Average rents on a typical buy-to-let property have risen by 6.5% over the past quarter, from £9,942 in January to £10,591 in April, according to the May edition of Paragon’s Buy-to-Let Index. This compares with an increase in CPI inflation over that period of less than 1%, even taking account of last month’s sharp rise in inflation, prompting Mervyn King’s first ever open letter to the Chancellor.

Nigel Terrington, Paragon’s chief executive, says: “With demand for rented accommodation as strong as ever, landlords are able to increase rents on existing tenancies when they are renewed and apply a higher rent to new tenants than they would have charged previously. Despite house price rises, rental growth is supporting yields at above 6%, a level that has been stable for the last year.

Independent research, conducted on behalf of Paragon, confirms both investors’ confidence in the private rented sector and their intention to continue to grow their portfolios. Over 30% of respondents indicated that they were reacting to rising interest rates by increasing rents, and 12% said they were investing in more buy-to-let property.

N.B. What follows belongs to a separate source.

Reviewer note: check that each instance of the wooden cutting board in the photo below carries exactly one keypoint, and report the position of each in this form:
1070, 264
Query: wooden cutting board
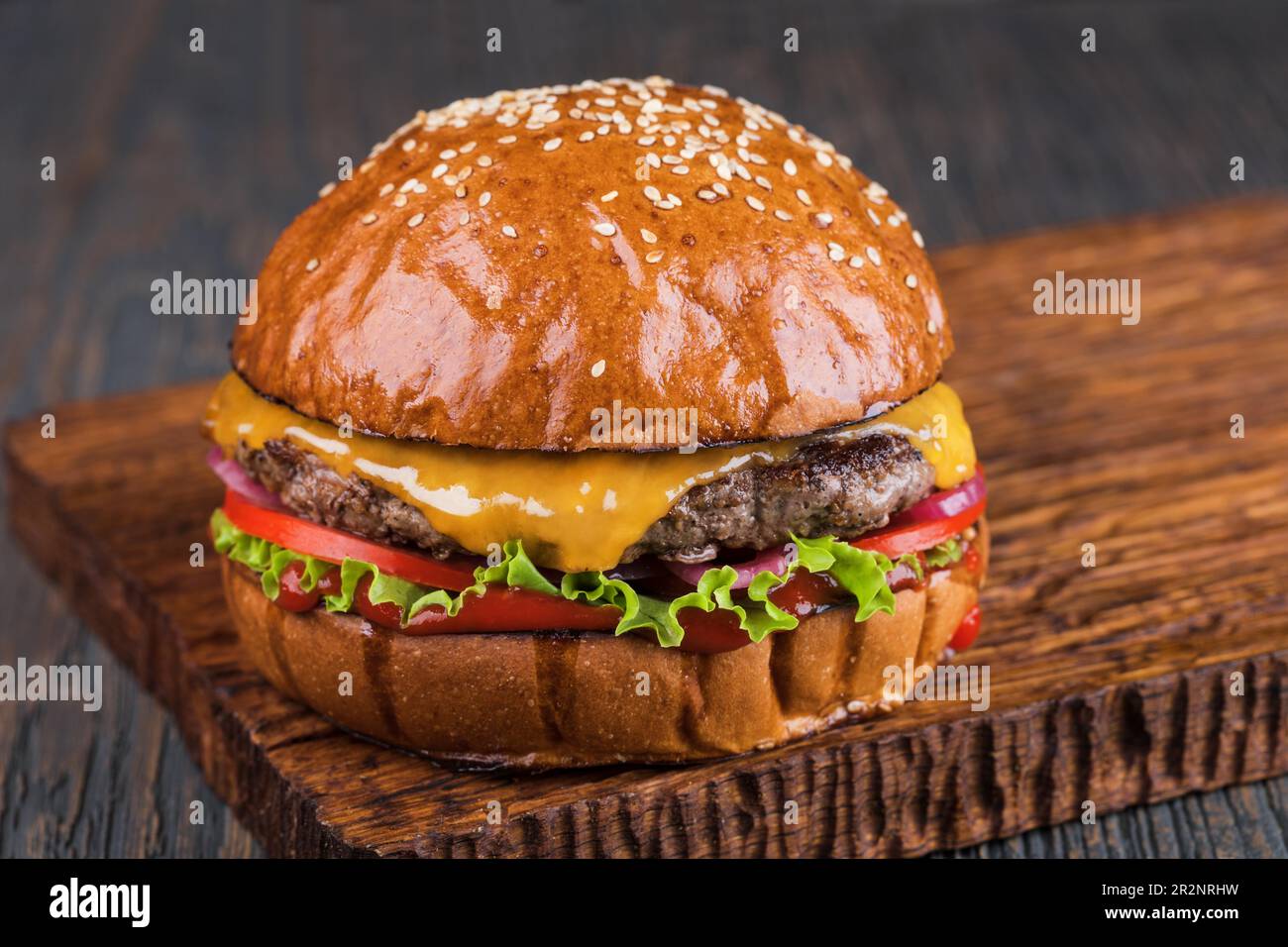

Many landlords are comfortable with their portfolios as they stand, with 43% taking no action specifically on the back of the interest rate rises.

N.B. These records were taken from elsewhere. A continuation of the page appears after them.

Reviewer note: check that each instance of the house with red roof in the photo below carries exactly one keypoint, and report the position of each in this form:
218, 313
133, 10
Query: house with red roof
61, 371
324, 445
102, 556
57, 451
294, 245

“Rising borrowing costs are not perceived by investors as a negative factor. The majority of our landlords are not exposed to short term interest rate fluctuations, as more than 70% of our recent buy-to-let borrowers chose fixed rate products. Our experience shows that landlords finance their property holdings through a combination of equity and debt, typically in the ratio 35% cash, 65% borrowing, which mitigates the impact of rising interest rates.”